Next, the positively charged, cysteamine-functionalized Au microelectrode was studied under identical solution conditions. Analysis of its current–time trace reveals a 2-fold increase in the collision frequency to 2.7 s–1. The significant increase in the collision frequency suggests that the positively charged monolayer has a dominant influence on the electrode surface, irrespective of the positive potential that is applied throughout the measurement. This additional positive charge at the interface leads to a stronger attractive electrostatic interaction that favors the negatively charged citrate-capped AgNPs. In stark difference, the negatively charged 3-mercaptopropionic acid (MPA)-functionalized Au microelectrode yielded a collision frequency of 0.5 s–1, which is nearly a 3-fold decrease from that of the bare Au microelectrode. Further corroborating our hypothesis for the cysteamine SAM, the dramatic decrease in collision frequency for MPA demonstrates the effect of repulsive electrostatic interactions. These repulsive electrostatic interactions overcome the applied positive potential at the microelectrode surface and lead to an “electrostatic barrier” that hinders the motion of AgNPs toward it.28,30 It should be mentioned that, for the cysteamine-modified electrode at high AgNP concentrations, the impact frequency analysis is not trivial since some of the peaks are not fully separated. Thus, to correctly evaluate the impact frequency at these high concentrations, the full width at half-maximum (FWHM) that was measured for the oxidation peaks at low concentration was taken as the standard width.
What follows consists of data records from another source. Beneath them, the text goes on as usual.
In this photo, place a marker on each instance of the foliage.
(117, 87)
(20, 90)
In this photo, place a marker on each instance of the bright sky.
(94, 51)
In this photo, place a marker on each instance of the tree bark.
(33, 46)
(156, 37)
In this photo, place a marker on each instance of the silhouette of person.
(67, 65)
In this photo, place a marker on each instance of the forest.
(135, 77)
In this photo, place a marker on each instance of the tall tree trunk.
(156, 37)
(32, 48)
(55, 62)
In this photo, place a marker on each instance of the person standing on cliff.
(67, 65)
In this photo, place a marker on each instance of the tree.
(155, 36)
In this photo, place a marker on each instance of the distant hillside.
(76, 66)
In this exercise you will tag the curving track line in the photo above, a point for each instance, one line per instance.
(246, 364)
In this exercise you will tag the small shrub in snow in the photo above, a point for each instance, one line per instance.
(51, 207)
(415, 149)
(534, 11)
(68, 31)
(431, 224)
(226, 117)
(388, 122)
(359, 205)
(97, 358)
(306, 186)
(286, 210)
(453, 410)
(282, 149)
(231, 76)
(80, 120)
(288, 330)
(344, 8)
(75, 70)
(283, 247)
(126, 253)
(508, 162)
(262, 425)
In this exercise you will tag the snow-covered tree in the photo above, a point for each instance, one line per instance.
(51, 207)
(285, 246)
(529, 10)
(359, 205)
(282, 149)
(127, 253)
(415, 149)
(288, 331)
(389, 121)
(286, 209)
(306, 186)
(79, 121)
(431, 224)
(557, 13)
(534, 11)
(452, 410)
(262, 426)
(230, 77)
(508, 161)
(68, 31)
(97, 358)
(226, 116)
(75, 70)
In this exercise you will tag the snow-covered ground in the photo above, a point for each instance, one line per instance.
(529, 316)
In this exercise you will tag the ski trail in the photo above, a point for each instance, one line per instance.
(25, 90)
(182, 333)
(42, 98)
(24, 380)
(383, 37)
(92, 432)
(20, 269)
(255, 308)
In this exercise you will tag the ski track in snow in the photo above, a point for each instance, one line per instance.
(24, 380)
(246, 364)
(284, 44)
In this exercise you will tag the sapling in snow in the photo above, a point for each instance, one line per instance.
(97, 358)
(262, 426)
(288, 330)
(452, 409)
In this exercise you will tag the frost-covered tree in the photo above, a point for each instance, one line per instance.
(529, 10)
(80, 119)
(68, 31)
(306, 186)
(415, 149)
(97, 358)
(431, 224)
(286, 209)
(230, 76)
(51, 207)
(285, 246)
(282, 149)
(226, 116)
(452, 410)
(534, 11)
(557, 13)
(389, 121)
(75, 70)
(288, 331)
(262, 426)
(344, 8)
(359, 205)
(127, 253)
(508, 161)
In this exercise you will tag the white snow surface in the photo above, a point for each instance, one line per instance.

APC studies with lower AgNP concentrations by 2- and 4-fold to 2 and 1 μg/mL, respectively, were conducted for the bare and MPA- and cysteamine-functionalized Au microelectrodes (Figure 1b). Markedly, the collision frequency for all of the studied concentrations displayed the following trend cysteamine > bare > MPA, which is in line with the expected electrostatic interaction trend moving from attraction to repulsion. Furthermore, a linear increase in collision frequency was observed for all of the studied surfaces along the concentration gradient; the linear trend is in accordance with previous results.30,32

The highest slope value was obtained for the cysteamine-functionalized Au microelectrode, an additional indication for the effectiveness of the attractive electrostatic interaction. Contrastingly, the lowest slope value, 5-fold lower than for cysteamine, was observed for the MPA-functionalized electrode. In essence, the higher collision frequencies obtained for the attractive NP–electrode electrostatic interactions can be exploited to increase the sensitivity of APC experiments to highly diluted solutions.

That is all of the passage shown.